Your home yoga practice should be an ecstatic expression of who you are, in the present moment.
That means that it, like you, can and should change over time. Your yoga practice does not have to look like anyone else’s. Nor should it! It should be uniquely and divinely you. So get creative…but within some structure. A home practice is sustainable because it has a set structure, but also a plethora of components that vary day to day.
The beauty of yoga is that it is different for everyone. We see this first in class—some students will be flowing through a full vinyasa—hopping back into chaturanga and then upward facing dog, while others will be blissed out in child’s pose, sending their hips to their heels and resting their foreheads on the mat.
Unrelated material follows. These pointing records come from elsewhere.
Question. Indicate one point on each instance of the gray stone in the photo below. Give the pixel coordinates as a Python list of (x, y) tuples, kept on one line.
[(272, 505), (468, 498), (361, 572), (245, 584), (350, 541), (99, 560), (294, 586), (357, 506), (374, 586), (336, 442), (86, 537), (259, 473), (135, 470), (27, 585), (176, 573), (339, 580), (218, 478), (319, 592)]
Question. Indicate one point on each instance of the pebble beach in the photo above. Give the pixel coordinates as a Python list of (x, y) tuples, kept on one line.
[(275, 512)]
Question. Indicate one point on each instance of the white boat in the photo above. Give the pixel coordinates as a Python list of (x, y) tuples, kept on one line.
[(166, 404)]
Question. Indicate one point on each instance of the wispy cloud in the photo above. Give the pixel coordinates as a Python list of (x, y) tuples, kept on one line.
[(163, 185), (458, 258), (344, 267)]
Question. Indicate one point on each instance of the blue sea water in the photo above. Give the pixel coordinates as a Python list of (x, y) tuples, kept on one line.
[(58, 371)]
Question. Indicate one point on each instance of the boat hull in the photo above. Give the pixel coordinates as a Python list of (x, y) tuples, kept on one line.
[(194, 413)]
The beauty of yoga is that both options are completely valid. They both count as yoga. When it comes to a home yoga practice, even more variance can occur.
So before you begin, answer some simple questions. This is not a test; this is an assessment, asking you what you need to create a sustainable home practice. Take out a journal—remember that niyama of svadhyaya (self study)—and start writing answers, stream-of-consciousness style, not letting your egos or the “shoulds” of your life get in the way.
Let’s begin. And remember: there are no wrong answers:
1. Why would you like to practice yoga? To build strength? To get more flexible? To remember to breathe? To learn about philosophy?
2. What do you need for a practice to be sustainable?